11 / 19 / 2021

The Twitter Crawler

Social media platforms nowadays, such as Twitter, act as catalysts in news items diffusion and as a means of personal opinion expression. It only seems crucial to be able to study such mass behaviors, but before that one needs to collect such data efficiently and effectively.

The official Twitter policy regarding sharing their data is generally extrovert in case of user public posting. Thus, Twitter offers multiple Application Programming Interfaces (APIs) open and accessible in various economic tiers for individual researchers, institutions and hobbyists. CERTH has been developing specialized tools called wrappers which cooperate in harmony with the APIs twitter is currently offering for free but with some restrictions. It needs to be clarified at this moment that for copyright infringements Twitter has a strict policy, removing any content violating any legislation. As a second tier of copyright protection laws, Twitter considers responsible each of its users to check whether their content is under any copyright protection. Consequently meaning that an individual who uses a crawler to retrieve public posts will not under any circumstances be held responsible for copyrights violation.
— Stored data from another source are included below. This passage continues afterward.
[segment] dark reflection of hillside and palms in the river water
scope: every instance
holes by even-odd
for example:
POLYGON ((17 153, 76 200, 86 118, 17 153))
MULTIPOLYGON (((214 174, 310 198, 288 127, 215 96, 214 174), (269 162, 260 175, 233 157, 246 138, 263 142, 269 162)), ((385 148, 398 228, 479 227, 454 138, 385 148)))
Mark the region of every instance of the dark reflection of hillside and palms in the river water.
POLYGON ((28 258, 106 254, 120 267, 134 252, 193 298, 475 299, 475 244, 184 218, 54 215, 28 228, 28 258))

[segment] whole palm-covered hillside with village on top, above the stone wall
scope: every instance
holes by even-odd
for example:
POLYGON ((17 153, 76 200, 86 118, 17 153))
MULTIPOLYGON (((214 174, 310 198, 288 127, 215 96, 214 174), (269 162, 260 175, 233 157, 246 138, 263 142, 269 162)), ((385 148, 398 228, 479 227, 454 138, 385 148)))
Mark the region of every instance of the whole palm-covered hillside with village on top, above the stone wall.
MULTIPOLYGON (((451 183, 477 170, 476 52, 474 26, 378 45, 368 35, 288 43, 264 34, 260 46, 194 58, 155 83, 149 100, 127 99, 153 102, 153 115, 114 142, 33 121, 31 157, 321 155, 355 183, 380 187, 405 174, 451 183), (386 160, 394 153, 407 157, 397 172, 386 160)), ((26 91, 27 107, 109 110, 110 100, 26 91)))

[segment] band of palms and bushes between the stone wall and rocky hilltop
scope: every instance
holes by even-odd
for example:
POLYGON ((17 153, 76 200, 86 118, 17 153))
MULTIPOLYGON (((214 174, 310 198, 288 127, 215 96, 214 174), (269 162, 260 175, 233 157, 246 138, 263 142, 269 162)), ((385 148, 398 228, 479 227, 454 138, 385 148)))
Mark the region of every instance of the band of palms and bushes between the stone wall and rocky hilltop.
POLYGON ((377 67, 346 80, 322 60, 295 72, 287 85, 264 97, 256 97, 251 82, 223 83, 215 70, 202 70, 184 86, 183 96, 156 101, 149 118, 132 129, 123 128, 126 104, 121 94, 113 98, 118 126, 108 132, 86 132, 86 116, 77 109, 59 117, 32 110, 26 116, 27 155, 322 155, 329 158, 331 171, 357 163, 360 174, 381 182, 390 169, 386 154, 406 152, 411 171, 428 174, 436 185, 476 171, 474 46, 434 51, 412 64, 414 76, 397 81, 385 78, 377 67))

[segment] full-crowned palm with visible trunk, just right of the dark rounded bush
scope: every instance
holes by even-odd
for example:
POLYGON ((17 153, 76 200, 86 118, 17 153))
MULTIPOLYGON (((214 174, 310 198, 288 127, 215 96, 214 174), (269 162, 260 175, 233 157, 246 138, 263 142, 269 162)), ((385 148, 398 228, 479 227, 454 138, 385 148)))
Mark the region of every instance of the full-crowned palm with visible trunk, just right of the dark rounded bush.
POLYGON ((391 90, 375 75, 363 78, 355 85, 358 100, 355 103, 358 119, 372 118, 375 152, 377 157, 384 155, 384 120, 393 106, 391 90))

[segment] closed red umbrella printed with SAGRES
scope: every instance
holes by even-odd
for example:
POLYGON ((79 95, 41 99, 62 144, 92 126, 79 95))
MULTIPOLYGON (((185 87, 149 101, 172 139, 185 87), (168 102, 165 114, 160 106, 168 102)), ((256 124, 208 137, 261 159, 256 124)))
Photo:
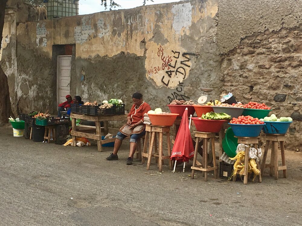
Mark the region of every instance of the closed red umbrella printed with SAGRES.
POLYGON ((188 108, 186 108, 182 115, 182 121, 176 135, 170 159, 188 162, 192 157, 194 157, 194 146, 189 129, 188 108))

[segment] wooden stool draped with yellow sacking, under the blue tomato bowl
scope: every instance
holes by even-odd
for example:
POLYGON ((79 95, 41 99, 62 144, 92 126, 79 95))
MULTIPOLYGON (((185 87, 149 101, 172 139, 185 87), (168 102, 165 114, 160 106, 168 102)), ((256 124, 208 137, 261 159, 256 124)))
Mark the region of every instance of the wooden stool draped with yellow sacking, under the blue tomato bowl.
MULTIPOLYGON (((239 144, 247 144, 248 147, 245 148, 245 155, 244 155, 244 171, 243 171, 243 184, 247 184, 248 180, 248 167, 249 167, 249 145, 252 144, 254 148, 257 150, 257 156, 258 156, 258 139, 259 137, 237 137, 238 138, 238 143, 239 144)), ((256 162, 257 164, 257 169, 259 169, 260 174, 257 175, 258 182, 262 182, 261 178, 261 169, 260 169, 260 164, 259 162, 256 162)), ((236 175, 237 176, 237 175, 236 175)), ((233 181, 236 181, 236 176, 233 176, 233 181)))

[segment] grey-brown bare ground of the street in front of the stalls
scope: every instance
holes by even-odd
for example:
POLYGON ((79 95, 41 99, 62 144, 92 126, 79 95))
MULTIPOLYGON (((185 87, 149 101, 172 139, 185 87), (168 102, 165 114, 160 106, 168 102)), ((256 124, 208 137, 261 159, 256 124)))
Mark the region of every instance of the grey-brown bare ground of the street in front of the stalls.
POLYGON ((185 173, 127 166, 127 142, 106 161, 112 148, 36 143, 7 126, 0 135, 1 225, 301 225, 301 152, 286 151, 288 178, 266 170, 244 185, 191 180, 190 164, 185 173))

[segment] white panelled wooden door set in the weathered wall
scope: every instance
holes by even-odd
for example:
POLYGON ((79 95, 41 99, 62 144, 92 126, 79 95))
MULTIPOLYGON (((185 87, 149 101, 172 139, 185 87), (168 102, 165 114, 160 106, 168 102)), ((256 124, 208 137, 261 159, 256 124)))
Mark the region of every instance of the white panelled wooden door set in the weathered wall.
POLYGON ((63 103, 70 94, 71 56, 58 56, 57 65, 57 101, 63 103))

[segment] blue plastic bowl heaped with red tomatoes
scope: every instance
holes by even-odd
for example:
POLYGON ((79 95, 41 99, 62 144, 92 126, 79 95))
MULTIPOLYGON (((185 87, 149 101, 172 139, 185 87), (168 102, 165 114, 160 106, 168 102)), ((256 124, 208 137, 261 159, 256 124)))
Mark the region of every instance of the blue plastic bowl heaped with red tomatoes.
POLYGON ((263 126, 265 125, 229 124, 232 127, 236 137, 258 137, 263 126))

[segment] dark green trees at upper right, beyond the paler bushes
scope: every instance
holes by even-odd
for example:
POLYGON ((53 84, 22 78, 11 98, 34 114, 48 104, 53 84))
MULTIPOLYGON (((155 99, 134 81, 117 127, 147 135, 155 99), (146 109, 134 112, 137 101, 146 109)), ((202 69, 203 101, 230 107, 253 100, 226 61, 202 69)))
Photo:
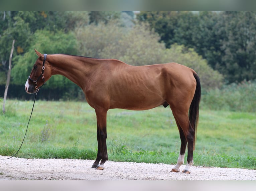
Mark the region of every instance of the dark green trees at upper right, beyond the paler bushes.
POLYGON ((177 43, 203 56, 228 83, 253 80, 255 74, 255 11, 141 11, 169 48, 177 43))

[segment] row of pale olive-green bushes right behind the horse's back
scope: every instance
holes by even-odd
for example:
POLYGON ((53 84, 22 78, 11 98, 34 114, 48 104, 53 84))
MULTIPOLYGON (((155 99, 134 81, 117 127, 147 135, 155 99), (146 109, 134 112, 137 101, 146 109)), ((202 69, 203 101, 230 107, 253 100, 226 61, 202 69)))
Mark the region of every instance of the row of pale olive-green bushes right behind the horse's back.
POLYGON ((166 49, 149 24, 125 28, 115 22, 99 23, 77 29, 76 36, 84 56, 113 58, 135 66, 177 62, 198 72, 205 90, 220 87, 223 82, 223 76, 208 66, 194 49, 177 44, 166 49))

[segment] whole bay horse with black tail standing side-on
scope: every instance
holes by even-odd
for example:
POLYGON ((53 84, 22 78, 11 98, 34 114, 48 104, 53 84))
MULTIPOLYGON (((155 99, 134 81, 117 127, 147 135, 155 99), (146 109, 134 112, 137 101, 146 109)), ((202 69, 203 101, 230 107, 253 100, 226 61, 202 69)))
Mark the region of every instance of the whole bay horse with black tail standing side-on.
POLYGON ((63 75, 84 92, 97 117, 98 152, 92 168, 103 170, 108 160, 107 111, 113 108, 146 110, 170 106, 180 140, 180 153, 172 172, 190 173, 199 119, 201 85, 197 73, 177 63, 131 66, 115 59, 96 59, 67 54, 41 54, 26 81, 25 91, 36 93, 52 75, 63 75), (39 87, 39 88, 38 88, 39 87))

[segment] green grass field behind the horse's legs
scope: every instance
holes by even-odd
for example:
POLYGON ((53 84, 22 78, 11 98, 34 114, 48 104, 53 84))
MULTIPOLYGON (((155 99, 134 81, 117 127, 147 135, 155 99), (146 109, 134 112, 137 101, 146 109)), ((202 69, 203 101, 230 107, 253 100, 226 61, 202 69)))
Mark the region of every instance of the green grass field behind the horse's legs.
MULTIPOLYGON (((0 113, 0 155, 18 149, 32 101, 7 100, 0 113)), ((194 165, 256 168, 256 114, 200 110, 194 165)), ((107 114, 112 161, 175 164, 180 139, 169 107, 146 111, 112 109, 107 114)), ((18 157, 95 159, 96 115, 85 102, 36 101, 18 157)))

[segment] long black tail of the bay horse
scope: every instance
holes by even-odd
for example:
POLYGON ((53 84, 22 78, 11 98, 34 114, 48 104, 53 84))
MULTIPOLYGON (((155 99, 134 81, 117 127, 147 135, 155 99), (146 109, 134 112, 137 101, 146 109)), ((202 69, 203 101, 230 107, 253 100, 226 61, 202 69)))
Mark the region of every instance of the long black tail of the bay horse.
POLYGON ((197 75, 197 73, 194 73, 194 77, 196 79, 197 86, 196 86, 196 91, 195 91, 193 100, 189 107, 188 117, 189 117, 190 124, 194 129, 194 150, 195 150, 196 131, 197 131, 197 125, 199 120, 199 103, 201 99, 201 84, 200 84, 200 78, 197 75))

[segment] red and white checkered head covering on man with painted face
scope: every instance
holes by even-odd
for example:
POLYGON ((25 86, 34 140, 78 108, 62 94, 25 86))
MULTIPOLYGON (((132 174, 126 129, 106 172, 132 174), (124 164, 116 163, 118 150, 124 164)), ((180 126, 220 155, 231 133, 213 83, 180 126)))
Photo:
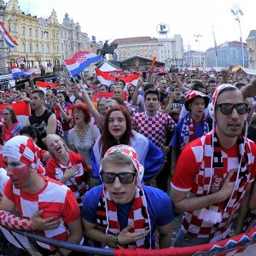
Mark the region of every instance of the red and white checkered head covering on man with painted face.
POLYGON ((13 157, 34 169, 39 166, 39 154, 40 148, 26 136, 15 136, 3 146, 3 156, 13 157))

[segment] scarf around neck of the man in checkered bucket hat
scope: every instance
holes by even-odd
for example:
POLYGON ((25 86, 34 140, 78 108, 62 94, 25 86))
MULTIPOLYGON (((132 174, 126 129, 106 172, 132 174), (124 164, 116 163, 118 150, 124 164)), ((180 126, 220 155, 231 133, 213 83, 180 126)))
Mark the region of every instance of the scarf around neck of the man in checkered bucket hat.
MULTIPOLYGON (((204 133, 202 135, 207 134, 209 132, 209 125, 207 121, 207 116, 203 114, 203 123, 204 123, 204 133)), ((183 119, 183 126, 181 129, 181 138, 183 143, 180 145, 181 151, 195 139, 195 127, 192 119, 191 113, 188 113, 183 119)))

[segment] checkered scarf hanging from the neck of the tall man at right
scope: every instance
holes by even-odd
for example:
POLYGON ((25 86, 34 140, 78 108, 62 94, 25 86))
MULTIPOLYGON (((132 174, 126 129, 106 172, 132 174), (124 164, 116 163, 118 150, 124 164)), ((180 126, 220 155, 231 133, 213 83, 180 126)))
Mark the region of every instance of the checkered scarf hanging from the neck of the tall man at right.
MULTIPOLYGON (((236 172, 236 184, 230 195, 230 199, 210 207, 201 209, 199 214, 200 219, 210 222, 212 224, 217 224, 222 221, 223 214, 231 214, 234 206, 241 203, 241 195, 247 186, 247 164, 251 161, 248 160, 248 154, 250 153, 250 145, 246 142, 246 139, 240 134, 236 141, 239 148, 238 162, 239 167, 236 172)), ((220 144, 218 142, 218 136, 216 134, 216 129, 212 129, 211 133, 208 133, 205 137, 202 137, 202 144, 204 147, 204 152, 206 152, 206 147, 209 151, 212 150, 212 160, 207 161, 206 155, 204 155, 202 167, 204 171, 210 169, 210 178, 206 174, 203 174, 203 195, 208 195, 210 193, 212 185, 212 177, 214 176, 215 168, 223 168, 223 158, 224 155, 221 151, 220 144), (212 136, 213 136, 213 148, 212 148, 212 136)), ((208 153, 209 154, 209 153, 208 153)))

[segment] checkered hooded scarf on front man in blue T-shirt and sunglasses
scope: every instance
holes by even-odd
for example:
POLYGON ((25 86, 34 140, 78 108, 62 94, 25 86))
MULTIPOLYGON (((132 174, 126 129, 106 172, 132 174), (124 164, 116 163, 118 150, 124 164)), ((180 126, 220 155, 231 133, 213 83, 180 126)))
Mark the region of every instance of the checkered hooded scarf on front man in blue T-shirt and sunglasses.
MULTIPOLYGON (((147 201, 144 191, 141 186, 141 180, 143 178, 144 168, 140 165, 137 159, 137 153, 134 148, 128 145, 117 145, 109 148, 104 157, 114 151, 119 151, 122 154, 128 155, 131 158, 133 166, 135 166, 138 176, 137 176, 137 186, 134 200, 132 201, 131 211, 128 216, 128 225, 131 224, 130 232, 140 232, 143 230, 151 230, 150 219, 148 215, 147 201)), ((100 168, 102 170, 102 166, 100 168)), ((96 219, 99 224, 99 228, 106 232, 107 235, 119 234, 119 222, 117 216, 117 207, 112 201, 108 194, 107 189, 102 190, 102 194, 97 206, 96 219)), ((151 248, 151 233, 150 233, 150 248, 151 248)), ((108 244, 108 247, 116 247, 116 245, 108 244)), ((121 247, 121 246, 119 246, 121 247)), ((125 244, 124 248, 144 248, 145 247, 145 237, 136 242, 125 244)))

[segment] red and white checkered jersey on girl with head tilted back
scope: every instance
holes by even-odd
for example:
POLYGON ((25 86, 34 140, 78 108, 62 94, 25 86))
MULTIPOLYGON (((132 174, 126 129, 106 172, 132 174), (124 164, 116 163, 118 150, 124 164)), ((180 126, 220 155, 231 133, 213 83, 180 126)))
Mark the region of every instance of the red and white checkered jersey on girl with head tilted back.
POLYGON ((55 157, 49 160, 46 165, 46 173, 48 177, 55 180, 60 180, 61 177, 63 177, 64 173, 67 171, 67 169, 71 168, 72 166, 78 165, 79 173, 76 174, 74 177, 70 177, 69 179, 67 179, 65 185, 72 190, 77 201, 79 202, 79 206, 82 206, 82 198, 88 189, 85 183, 86 174, 88 174, 88 168, 85 164, 84 158, 80 154, 74 153, 72 151, 69 151, 68 154, 69 162, 66 166, 62 165, 61 162, 55 157))

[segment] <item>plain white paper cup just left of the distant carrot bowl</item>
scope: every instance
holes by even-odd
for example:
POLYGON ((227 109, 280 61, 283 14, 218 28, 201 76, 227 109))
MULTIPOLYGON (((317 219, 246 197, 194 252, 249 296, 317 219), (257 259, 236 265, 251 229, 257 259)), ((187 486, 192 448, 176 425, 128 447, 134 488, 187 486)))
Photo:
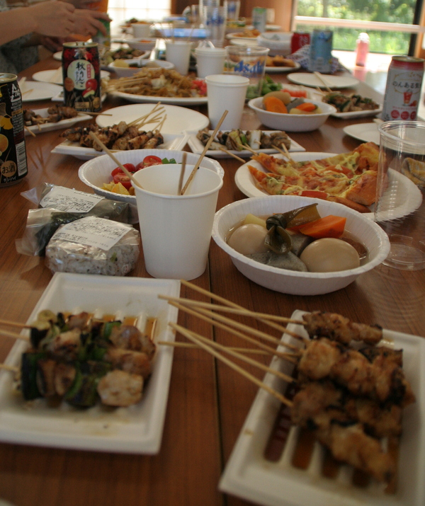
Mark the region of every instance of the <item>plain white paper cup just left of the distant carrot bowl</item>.
POLYGON ((207 76, 208 117, 212 128, 217 126, 225 110, 228 111, 222 122, 222 130, 239 128, 244 112, 246 88, 249 79, 244 76, 220 74, 207 76))

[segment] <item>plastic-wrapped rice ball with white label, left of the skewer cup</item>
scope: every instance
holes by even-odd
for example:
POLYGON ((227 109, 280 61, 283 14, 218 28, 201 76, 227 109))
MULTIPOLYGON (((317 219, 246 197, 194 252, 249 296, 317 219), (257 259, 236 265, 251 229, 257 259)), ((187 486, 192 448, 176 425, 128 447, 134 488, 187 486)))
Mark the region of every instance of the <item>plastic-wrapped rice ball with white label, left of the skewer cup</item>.
POLYGON ((86 217, 60 226, 46 248, 52 272, 124 276, 135 267, 140 234, 129 224, 86 217))

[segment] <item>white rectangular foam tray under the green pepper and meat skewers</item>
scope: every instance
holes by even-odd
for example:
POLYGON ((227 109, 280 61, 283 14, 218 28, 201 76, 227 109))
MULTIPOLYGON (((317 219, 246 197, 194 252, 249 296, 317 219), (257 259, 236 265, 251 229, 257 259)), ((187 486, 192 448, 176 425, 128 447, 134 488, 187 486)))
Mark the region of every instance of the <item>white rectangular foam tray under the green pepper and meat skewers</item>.
MULTIPOLYGON (((174 341, 168 322, 176 322, 178 311, 157 296, 179 297, 179 293, 179 280, 57 272, 28 323, 34 321, 42 309, 88 311, 95 316, 152 316, 158 318, 155 339, 174 341)), ((27 346, 25 341, 17 341, 6 364, 18 366, 27 346)), ((172 362, 173 348, 160 346, 142 401, 114 410, 102 406, 77 410, 64 402, 58 408, 51 408, 43 399, 28 408, 21 394, 13 391, 11 372, 1 371, 0 441, 98 452, 156 454, 161 445, 172 362)))

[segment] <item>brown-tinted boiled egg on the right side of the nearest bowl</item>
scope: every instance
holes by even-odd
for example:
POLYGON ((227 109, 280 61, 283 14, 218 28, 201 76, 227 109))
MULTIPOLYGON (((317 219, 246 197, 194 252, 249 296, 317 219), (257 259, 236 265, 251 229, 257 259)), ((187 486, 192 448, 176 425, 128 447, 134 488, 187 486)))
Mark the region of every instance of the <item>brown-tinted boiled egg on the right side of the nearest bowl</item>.
POLYGON ((336 272, 360 265, 358 253, 351 244, 335 238, 317 239, 302 251, 300 260, 310 272, 336 272))

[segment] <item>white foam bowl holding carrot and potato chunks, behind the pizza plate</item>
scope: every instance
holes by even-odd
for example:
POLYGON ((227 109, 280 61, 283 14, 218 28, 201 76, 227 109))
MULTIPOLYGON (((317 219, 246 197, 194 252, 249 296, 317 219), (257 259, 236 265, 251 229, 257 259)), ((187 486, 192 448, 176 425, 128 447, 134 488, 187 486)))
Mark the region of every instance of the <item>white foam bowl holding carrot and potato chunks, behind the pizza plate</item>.
POLYGON ((307 98, 307 102, 314 103, 323 111, 321 114, 282 114, 271 113, 263 109, 263 98, 252 98, 249 107, 256 112, 257 117, 273 130, 285 130, 285 132, 310 132, 321 127, 331 113, 336 113, 336 108, 328 103, 307 98))

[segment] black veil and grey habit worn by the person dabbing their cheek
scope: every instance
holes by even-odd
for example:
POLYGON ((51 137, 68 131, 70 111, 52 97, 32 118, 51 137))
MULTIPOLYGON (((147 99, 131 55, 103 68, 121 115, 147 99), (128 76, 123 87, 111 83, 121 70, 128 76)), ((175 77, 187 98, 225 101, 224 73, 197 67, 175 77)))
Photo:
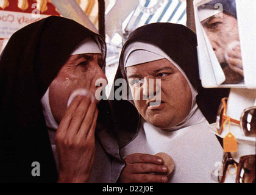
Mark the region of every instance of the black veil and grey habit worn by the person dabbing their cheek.
MULTIPOLYGON (((102 54, 103 38, 71 19, 50 16, 18 30, 0 59, 0 181, 57 182, 58 155, 49 85, 70 55, 102 54), (32 174, 40 163, 40 177, 32 174)), ((88 182, 116 182, 119 157, 108 101, 98 105, 96 154, 88 182)))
As a tool, the twitter crawler, is fully automated at the moment, however it needs a user to fuel it with some kind of specific input in order to start retrieving public online data. Our main concern for the case of the SO-Close project and specifically for the input was to be consisted initially of various targeted collections of keywords. It may sound an easy task, however, the user group needed to assemble so as to investigate and suggest the most project-pertinent groups of keywords/phrases/sentences resulting, all in all, in 14 collections and over 200 key phrases. The 14 collections distinctly were infused into the configuration files of the Twitter crawler which remained online as a service for quite some time fetching online public tweet posts over a long period of time and storing it inside a MongoDB database. The initial results of the first testing phase were really promising as 291929 public tweet posts were amassed resulting in a mainly textual data-set with a volume of approximately 1,8 GB in a hard disk drive.

At this point, the necessity of the Twitter crawler and all the crawlers in general during the scope of the SO-Close project seems even clearer. The actual purpose of such a tool is to retrieve scarce original material from users really afar and cut off, a fact which in turn boosts and enables the plurality and the diversity in the creation of immersive experiences for the Memory Center Platform. After all, it is about an extra tool in the quiver of specialists to manage and bring us from so far to so close.